I've gotten through this before. At the worst, I can borrow from my tax-deferred annuity. I won't be homeless, I won't starve. And I honestly wasn't looking forward to going back to the original work site. But I'm still ashamed that I'm 40 years old and I can't control myself.

I also think my relationship with CY has jumped the shark. He's not nearly as attentive between dates as he used to be, instead of stepping up to support me after my layoff. His social awkwardness is also starting to make me wonder if he, as NJG has suggested, is "on the spectrum." As in the autism spectrum.

What made me think of him as a viable marriage candidate? Because he was kind and attracted to me. That's obviously not enough.
Copyright (c) "Ayelet Survivor"

1 comment:

  1. Its totally normal and natural for you to be embarrassed about not controlling your behavior.

    That's the sign that you are above that behavior.

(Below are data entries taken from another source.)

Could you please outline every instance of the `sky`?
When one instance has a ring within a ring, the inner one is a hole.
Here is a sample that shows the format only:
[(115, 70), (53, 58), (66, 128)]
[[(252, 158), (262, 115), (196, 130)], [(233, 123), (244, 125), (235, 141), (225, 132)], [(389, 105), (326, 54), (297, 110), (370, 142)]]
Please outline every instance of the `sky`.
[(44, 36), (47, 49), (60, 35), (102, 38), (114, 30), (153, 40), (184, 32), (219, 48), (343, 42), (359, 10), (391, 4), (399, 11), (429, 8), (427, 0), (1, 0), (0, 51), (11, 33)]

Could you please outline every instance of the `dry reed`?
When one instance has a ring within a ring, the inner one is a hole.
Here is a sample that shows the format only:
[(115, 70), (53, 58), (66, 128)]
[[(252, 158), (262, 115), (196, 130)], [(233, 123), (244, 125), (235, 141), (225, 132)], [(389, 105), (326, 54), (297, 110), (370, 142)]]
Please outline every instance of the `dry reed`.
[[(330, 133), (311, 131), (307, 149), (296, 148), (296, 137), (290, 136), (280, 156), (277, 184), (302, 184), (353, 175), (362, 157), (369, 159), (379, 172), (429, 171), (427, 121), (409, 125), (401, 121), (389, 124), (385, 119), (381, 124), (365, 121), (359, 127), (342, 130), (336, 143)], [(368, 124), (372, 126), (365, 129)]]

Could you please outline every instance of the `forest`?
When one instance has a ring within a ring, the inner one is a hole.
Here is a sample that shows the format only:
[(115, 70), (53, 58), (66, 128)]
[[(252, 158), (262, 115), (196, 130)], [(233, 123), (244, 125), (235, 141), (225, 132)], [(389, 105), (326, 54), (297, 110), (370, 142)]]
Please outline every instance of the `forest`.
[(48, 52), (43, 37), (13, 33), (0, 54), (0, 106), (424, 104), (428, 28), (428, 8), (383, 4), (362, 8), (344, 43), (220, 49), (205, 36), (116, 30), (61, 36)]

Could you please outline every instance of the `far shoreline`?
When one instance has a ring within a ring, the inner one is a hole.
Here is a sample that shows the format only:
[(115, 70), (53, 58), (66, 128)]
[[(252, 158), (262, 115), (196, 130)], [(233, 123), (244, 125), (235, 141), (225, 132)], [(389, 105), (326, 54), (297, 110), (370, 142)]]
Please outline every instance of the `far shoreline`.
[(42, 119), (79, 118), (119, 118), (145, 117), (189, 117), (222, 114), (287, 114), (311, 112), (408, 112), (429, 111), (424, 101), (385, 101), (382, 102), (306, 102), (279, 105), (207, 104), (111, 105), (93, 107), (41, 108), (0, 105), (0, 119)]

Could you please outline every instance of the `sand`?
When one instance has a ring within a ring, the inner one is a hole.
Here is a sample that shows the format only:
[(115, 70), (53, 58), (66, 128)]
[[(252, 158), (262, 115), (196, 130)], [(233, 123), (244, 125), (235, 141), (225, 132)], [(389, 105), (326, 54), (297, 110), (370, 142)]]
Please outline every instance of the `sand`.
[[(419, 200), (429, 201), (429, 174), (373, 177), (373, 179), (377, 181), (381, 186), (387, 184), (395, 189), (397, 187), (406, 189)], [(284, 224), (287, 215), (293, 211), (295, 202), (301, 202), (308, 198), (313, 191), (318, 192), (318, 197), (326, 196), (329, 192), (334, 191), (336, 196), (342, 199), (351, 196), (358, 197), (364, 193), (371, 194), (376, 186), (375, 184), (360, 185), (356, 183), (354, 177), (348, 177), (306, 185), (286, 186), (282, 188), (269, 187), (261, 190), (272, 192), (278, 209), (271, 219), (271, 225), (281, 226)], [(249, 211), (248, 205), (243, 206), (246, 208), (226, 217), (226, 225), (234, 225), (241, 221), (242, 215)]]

Some people don't control themselves and justify it.

    And we ALL have trouble from time to time controlling different types of behavior.

    The true test of a person's character is not if they can control themselves 24/7 but what they do afterwards.

    As it says, "A tzaddik (tzedaikes) falls seven times, and gets back up."

    "There's not tzaddik (tzedaikes)on earth that hasn't sinned."

    Avraham, Sara, Moses, Miriam, King David, all had events in their lives that they said, "I wish I could have controlled myself."

    But they did teshuva and went on. Continuing to be great people.